Bugün bu tanımlara dikkat çekerek yazıma başlamak istedim.
Şimdi gelelim son gelişmelere! İstanbul Büyük Şehir Belediye Başkanı Ekrem İmamoğlu dün diplomasının iptal edilmesinin ardından, bugün organize suç örgütü kurmak, rüşvet, irtikap, dolandırıcılık, ihaleye fesat karıştırmak, PKK/KCK terör örgütüne yardım etmek suçlarından göz altına alındı. Aynı şekilde Beylikdüzü ve Şişli Belediye başkanları ile birlikte yaklaşık 100 kişi göz altına alındı. Gözaltına alınan kişilerin evlerinde aramalar yapılıyor.

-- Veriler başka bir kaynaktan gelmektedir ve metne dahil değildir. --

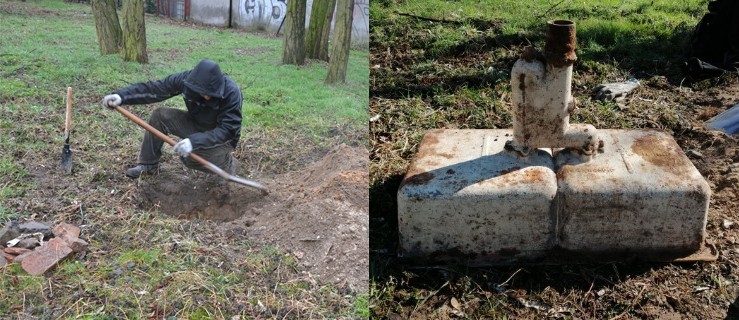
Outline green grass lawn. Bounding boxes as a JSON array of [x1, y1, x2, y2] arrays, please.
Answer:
[[372, 0, 706, 74], [0, 0, 368, 318]]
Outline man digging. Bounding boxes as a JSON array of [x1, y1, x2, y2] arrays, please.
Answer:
[[102, 59, 242, 178]]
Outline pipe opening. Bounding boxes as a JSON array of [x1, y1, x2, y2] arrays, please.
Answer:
[[544, 19, 577, 67], [549, 20, 574, 26]]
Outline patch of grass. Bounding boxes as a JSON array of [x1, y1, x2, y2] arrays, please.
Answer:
[[373, 0, 704, 75], [351, 293, 371, 318], [0, 264, 46, 312]]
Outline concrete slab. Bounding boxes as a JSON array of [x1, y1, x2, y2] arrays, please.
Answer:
[[398, 129, 558, 263], [555, 129, 710, 257]]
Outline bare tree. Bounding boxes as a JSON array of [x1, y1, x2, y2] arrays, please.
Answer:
[[121, 0, 148, 64], [91, 0, 122, 55], [281, 0, 307, 65], [326, 0, 354, 84], [305, 0, 336, 61]]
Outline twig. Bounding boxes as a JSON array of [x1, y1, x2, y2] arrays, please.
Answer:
[[500, 268, 523, 287], [410, 281, 450, 318], [394, 11, 462, 24], [536, 0, 569, 18], [608, 284, 647, 320]]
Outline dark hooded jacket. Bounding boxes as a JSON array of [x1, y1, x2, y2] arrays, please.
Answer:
[[115, 59, 242, 150]]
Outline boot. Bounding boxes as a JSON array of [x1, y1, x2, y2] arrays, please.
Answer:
[[228, 156, 240, 175], [126, 163, 160, 178]]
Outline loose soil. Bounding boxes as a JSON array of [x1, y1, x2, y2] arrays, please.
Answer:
[[136, 144, 369, 292]]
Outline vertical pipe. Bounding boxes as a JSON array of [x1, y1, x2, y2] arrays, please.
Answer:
[[544, 20, 577, 68]]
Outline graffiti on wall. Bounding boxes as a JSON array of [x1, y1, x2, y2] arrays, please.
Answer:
[[241, 0, 287, 31], [236, 0, 369, 46]]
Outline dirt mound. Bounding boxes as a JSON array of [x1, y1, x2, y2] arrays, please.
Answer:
[[136, 144, 369, 292], [240, 144, 369, 292]]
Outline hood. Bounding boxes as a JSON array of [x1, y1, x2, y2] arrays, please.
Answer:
[[183, 59, 225, 99]]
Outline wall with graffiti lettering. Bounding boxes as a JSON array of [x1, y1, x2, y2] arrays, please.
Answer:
[[231, 0, 369, 49], [233, 0, 288, 32]]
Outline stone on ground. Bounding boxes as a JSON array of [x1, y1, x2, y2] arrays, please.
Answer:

Yukarıdaki iddialar şu an için sadece iddia. Yargının kararı işin aslının ne olduğunu gösterecek. Ama tabi bu kararı öğrenmek kaç yıl sürecek bilemiyorum! 2008-2009 ve sonrasında ordunun generallerine karşı düzenlenen Balyoz, Ergenekon gibi operasyonlarda çok sayıda general ve Genel Kurmay Başkanı dahil ordu mensubu tutuklanmış, ama 6 yıl sonra tamamı suçsuzlukları mahkemece tespit edilip serbet bırakılmışlardı. Zamanında bu tutuklama kararlarını alan savcı, hakim, emniyet mensupları ise FETÖ zanlısı olarak ya tutuklanıp hapse atıldılar, ya da yurt dışına kaçtılar.
Benzer şekilde evlerinde para kutuları çıkan banka yöneticileri suç iddiaları ile gözaltına alınmış, ama daha sonra suçsuz diye serbest kalmışlardı. Zamanında Türkiye'ye ihracatta yaptığı katkılarla devletten taltif alan Rıza Zarraf, daha sonra yurt dışına kaçıp ABD ile Halkbank Davamıza neden olan aranan kişi oldu. Yani demem o ki, suçlamalara bakıp yargıda bulunmak doğru olmaz. Kararı yargı verecektir.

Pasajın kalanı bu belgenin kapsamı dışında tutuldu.